Thanks for the post, I've neglected listening to Brahms, I'm just now getting into his music and I've been enjoying every moment


----------



## Strange Magic (Sep 14, 2015)

Brahms has the distinction of having quite probably the most successful Opus No. 1 among composers, his Piano Sonata No. 1, a favorite of mine from the moment I first heard it.


----------



## Room2201974 (Jan 23, 2018)

BiscuityBoyle said:


> My current favorite is #6 from op. 118, one of his darkest pieces


Also one of my favorites! I had Van Cliburn's _My Favorite Brahms_ on cassette and darn near wore off the magnetic part of the tape listening to it!!!!


----------



## Rogerx (Apr 27, 2018)

Didn't I see a composers birthday thread somewhere on this site?


----------



## Brahmsian Colors (Sep 16, 2016)

A rousing "Academic Festival" cheer for Brahms, and may his noble works shine for many more years to come.


----------



## Guest (May 8, 2018)

Rogerx said:


> Didn't I see a composers birthday thread somewhere on this site?


Very possible. I'm a technological klutz. This is a beautiful work by Brahms, and it isn't often heard: *Schicksalslied*


----------



## Rogerx (Apr 27, 2018)

Christabel said:


> Very possible. I'm a technological klutz. This is a beautiful work by Brahms, and it isn't often heard: *Schicksalslied*
> 
> ]


Composer Birthdays


----------



## Beet131 (Mar 24, 2018)

Brahms' chamber music has always been my favorite. I'm listening to the Brahms Piano Quintet performed by Barry Douglas and the Tokyo String Quartet. (Thanks to hpowders recommendation!)


----------



## Beet131 (Mar 24, 2018)

mrpoodestump said:


> Thanks for the post, I've neglected listening to Brahms, I'm just now getting into his music and I've been enjoying every moment


You will be richly rewarded!


----------



## Sloe (May 9, 2014)

I listened to his requiem yesterday morning.

He wrote beautiful songs too:


----------



## ldiat (Jan 27, 2016)

Rogerx said:


> Composer Birthdays


yes composers birthday and one member posted just about every day with birthdays....then as of April 27th no posts. i guess there were no birthdays until.... i guess there is a web site one can visit to check birthdays. i wonder why the member stopped???


----------



## Bulldog (Nov 21, 2013)

ldiat said:


> yes composers birthday and one member posted just about every day with birthdays....then as of April 27th no posts. i guess there were no birthdays until.... i guess there is a web site one can visit to check birthdays. i wonder why the member stopped???

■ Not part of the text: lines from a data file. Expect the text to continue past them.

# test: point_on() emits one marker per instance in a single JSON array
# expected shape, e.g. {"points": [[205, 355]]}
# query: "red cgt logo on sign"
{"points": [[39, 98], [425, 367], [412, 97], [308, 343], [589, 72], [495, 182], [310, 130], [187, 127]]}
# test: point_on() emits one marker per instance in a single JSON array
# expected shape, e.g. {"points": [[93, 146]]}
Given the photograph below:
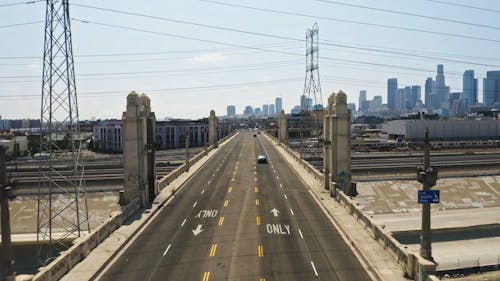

Boredom would be one possibility.


----------



## Larkenfield (Jun 5, 2017)

Happy Birthday Brahms! Fresh & Lively. From Lark


----------



## ldiat (Jan 27, 2016)

Larkenfield said:


> Happy Birthday Brahms! Fresh & Lively. From Lark


double like with Nicola!


----------



## ldiat (Jan 27, 2016)

Bulldog said:


> Boredom would be one possibility.


i think "boredom " is the wrong word. how can one get board on this message board. gee so many neat threads...jokes-non classic music- Which aria (or duet, scene, etc) made you fall in love with your favorite singers?


----------



## Beet131 (Mar 24, 2018)

Larkenfield said:


> Happy Birthday Brahms! Fresh & Lively. From Lark


This is one of my favorite movements from Brahms' Piano Trio No. 1, Op. 8, as well as all of his chamber music!  The central section of this movement is so beautifully lyrical. What a visually stunning video too!


----------



## Rogerx (Apr 27, 2018)

Beet131 said:


> This is one of my favorite movements from Brahms' Piano Trio No. 1, Op. 8, as well as all of his chamber music! The central section of this movement is so beautifully lyrical. *What a visually stunning video too!*


Shame they didn't pay attention enough, like the Beethoven score in front of the players.


----------



## Gottfried (Feb 16, 2018)

Magnificent Brahms. Listening to his violin concerto as I write.

Piano trio #1: along with Haydn's Gypsy, and for very different reasons, my favorite of the genre.


----------